Does The Latest Brain Study Vindicate The 21 Drinking Age? Well, Not Exactly.

There is a new brain study making the headlines these days.  This study examined postmortem brains of three groups of people:  1) 11 people with alcohol use disorders (AUD) who began drinking consistently before age 21, 2) 11 people with AUD who began drinking consistently after age 21, and 3) 22 people who did not have any AUD at all, though many of them drank at least somewhat.  And among the three groups, only for the early-onset AUD group were epigenetic changes related to the expression of brain-derived neurotrophic factor (BDNF) found, particularly in the amygdala, which is responsible for regulating emotions.  These changes are thought to lead to difficulty regulating emotions, problems with anxiety, and even be part of the pathophysiology of alcoholism itself.

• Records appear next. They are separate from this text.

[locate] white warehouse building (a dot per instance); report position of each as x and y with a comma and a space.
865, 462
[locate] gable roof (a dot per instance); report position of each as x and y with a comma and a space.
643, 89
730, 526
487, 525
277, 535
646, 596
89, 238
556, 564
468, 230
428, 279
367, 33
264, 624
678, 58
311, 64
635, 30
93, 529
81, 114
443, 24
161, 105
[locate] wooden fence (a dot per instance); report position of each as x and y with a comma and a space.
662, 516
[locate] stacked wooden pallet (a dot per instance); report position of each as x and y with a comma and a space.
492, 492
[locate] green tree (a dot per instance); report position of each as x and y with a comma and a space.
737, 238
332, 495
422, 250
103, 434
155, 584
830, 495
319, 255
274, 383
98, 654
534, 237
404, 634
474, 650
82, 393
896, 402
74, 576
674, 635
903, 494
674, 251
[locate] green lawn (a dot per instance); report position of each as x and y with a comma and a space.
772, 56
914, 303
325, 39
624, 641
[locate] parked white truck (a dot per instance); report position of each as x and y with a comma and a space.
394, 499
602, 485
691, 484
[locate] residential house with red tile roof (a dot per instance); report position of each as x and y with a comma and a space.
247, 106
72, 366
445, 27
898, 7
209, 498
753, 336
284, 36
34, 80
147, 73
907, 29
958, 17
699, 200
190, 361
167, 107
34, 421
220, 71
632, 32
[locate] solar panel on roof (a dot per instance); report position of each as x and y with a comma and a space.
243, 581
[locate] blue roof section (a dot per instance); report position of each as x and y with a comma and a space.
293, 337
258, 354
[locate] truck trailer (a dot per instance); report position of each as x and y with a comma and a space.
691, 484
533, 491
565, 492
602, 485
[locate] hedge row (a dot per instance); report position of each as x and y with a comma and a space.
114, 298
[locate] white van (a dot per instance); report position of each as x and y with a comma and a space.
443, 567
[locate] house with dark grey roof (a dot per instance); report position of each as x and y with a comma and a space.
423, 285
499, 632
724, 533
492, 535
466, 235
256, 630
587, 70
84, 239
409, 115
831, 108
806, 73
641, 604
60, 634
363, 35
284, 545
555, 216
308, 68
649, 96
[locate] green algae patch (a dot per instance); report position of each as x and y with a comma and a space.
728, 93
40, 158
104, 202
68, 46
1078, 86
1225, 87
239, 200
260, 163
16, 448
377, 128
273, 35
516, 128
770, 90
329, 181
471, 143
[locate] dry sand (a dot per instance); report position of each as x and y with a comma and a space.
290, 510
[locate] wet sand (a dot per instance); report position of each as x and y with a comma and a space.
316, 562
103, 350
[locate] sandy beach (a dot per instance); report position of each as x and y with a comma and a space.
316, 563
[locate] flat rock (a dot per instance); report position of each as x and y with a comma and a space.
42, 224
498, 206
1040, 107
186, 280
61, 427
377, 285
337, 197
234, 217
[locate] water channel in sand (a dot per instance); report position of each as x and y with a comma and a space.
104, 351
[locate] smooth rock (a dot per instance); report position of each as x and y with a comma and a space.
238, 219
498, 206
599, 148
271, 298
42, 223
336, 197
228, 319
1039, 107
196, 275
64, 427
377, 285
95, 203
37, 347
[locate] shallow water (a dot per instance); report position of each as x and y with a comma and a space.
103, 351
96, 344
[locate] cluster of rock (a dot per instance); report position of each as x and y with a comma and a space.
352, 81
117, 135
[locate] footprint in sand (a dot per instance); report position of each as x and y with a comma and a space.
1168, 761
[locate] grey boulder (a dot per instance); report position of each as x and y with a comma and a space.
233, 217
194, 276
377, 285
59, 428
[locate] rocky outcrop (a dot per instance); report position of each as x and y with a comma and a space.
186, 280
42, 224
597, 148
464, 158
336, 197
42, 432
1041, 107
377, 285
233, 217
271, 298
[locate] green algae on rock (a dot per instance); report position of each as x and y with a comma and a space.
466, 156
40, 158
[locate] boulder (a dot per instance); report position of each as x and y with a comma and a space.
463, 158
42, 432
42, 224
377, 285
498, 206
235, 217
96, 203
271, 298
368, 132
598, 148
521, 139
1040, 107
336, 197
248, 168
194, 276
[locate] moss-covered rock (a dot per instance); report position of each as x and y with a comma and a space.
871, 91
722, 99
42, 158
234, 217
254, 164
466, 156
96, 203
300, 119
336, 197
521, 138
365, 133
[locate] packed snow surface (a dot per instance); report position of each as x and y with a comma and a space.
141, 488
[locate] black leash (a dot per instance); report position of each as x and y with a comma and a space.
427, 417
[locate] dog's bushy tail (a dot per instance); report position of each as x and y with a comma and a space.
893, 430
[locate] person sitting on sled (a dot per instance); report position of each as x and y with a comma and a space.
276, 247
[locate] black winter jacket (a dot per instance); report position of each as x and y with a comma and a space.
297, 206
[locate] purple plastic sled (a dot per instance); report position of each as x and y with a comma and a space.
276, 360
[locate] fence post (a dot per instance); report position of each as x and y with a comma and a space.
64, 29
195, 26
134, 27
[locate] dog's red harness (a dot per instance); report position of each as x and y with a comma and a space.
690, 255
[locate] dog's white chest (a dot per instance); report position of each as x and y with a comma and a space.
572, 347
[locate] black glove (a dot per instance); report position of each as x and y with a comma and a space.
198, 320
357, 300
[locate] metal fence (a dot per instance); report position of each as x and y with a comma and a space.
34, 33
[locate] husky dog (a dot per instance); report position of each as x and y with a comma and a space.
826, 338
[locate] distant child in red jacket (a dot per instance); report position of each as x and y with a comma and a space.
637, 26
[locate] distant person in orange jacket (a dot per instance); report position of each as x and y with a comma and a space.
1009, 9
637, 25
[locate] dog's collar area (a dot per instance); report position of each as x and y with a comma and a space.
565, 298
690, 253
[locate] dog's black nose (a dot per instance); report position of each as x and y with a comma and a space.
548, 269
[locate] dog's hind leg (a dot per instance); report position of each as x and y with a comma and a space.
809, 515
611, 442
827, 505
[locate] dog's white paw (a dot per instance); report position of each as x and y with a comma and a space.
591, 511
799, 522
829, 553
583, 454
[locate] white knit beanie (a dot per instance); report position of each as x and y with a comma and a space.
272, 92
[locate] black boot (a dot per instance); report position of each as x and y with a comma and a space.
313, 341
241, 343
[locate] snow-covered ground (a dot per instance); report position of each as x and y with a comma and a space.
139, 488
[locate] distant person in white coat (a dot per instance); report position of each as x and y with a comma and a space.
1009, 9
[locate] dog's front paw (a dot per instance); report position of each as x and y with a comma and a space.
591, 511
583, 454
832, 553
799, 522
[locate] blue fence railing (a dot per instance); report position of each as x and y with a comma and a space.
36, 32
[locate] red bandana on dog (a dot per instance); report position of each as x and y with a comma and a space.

So what does this really mean, exactly?  First of all, the researchers seem to have arbitrarily picked 21 as the dividing line between early-onset and late-onset AUD drinkers, and made no further distinction within the early-onset group (i.e., before 15, before 18, first drink, first drunkenness, first regular drinking, etc.).  Secondly, the study looked at a small sample size of people with alcohol-use disorders (think alcohol abuse/dependence, alcoholism, truly heavy, heavy drinking for many years or decades), who at the time of death averaged well over 10 standard drinks per day and over 100 drinks per week, over 30+ years.  Males were also overrepresented (in fact there were zero women in the early-onset AUD group), and the early-onset group drank significantly heavier then the late-onset group.  It is probably safe to say that these drinkers are NOT representative of the vast majority of those who drink before 21, and given how early the onset of early-onset AUD drinkers tends to be, it would also be safe to say that this early-onset AUD group largely began drinking well before 18, if not before 15.  And even among the late-onset AUD group, the relative lack of epigenetic changes certainly did NOT stop them from becoming alcoholics in any case.

Furthermore, there is no temporality to this non-longitudinal study, so we don't know whether or not these epigenetic changes were due to pre-existing vulnerability or perhaps the early use of other substances such as that now-infamous neurotoxin, nicotine. (Most of the study subjects were smokers, apparently, and about 90% of adult regular smokers typically begin smoking before age 18).

Thus, this study tells us NOTHING about the difference between people in general who begin drinking at 18 versus 21.  NOTHING.  Nor does it vindicate the ageist abomination that is the 21 drinking age.  And anyone who claims otherwise is being, shall we say, "economical with the truth".